2016-01-09 mrr-auto-replace

It is often the case that I need to do some heavy search-and-replace in LaTeX files. Usually, this is when I get a file from someone else, and the person who wrote it does not know LaTeX very well. Fortunately, the errors in such files are usually quite predictable and repeatable. For instance, a very common problem is using $$...$$ instead of \[...\] (or other constructs), or {\em ...} instead of \emph{...}, or messing up with dashes, etc.

Some of these errors are quite easy (and safe) to correct automatically. For example, if the file compiles at all, it is fairly safe to assume that the double dollar signs are correctly paired up, so we may replace every other of them with \] and the rest with \[.

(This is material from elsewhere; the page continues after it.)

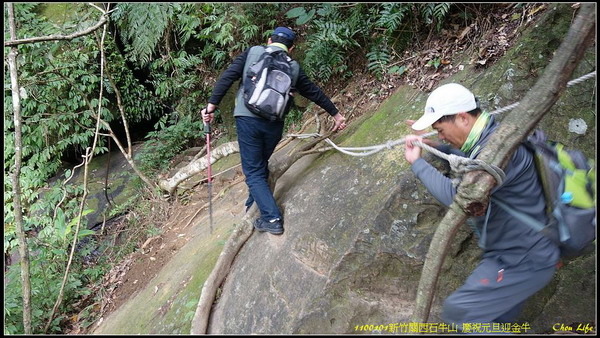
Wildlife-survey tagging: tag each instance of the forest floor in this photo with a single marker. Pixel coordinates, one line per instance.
(427, 63)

There is a function in Emacs which does (more or less) this. It is called map-query-replace-regexp. However, it is not exactly what I wanted. First of all, it seems it was not around when I first needed this (around Emacs version 23 or so);-). Then, it is a bit cumbersome to call it interactively all the time. Of course it is trivial to write an Elisp wrapper and calling it with the right arguments and with the point at the right place, but it will still ask annoying questions you’ll have to answer with ! if you want all your matches to be replaced. And if you peek into its source code, it turns out that the heavy lifting is done by perform-replace. And if you look that up, here’s a quote from its docstring:

Don't use this in your own program unless you want to query and set the mark
just as `query-replace' does.  Instead, write a simple loop like this:

  (while (re-search-forward "foo[ \t]+bar" nil t)
    (replace-match "foobar" nil nil))

which will run faster and probably do exactly what you want.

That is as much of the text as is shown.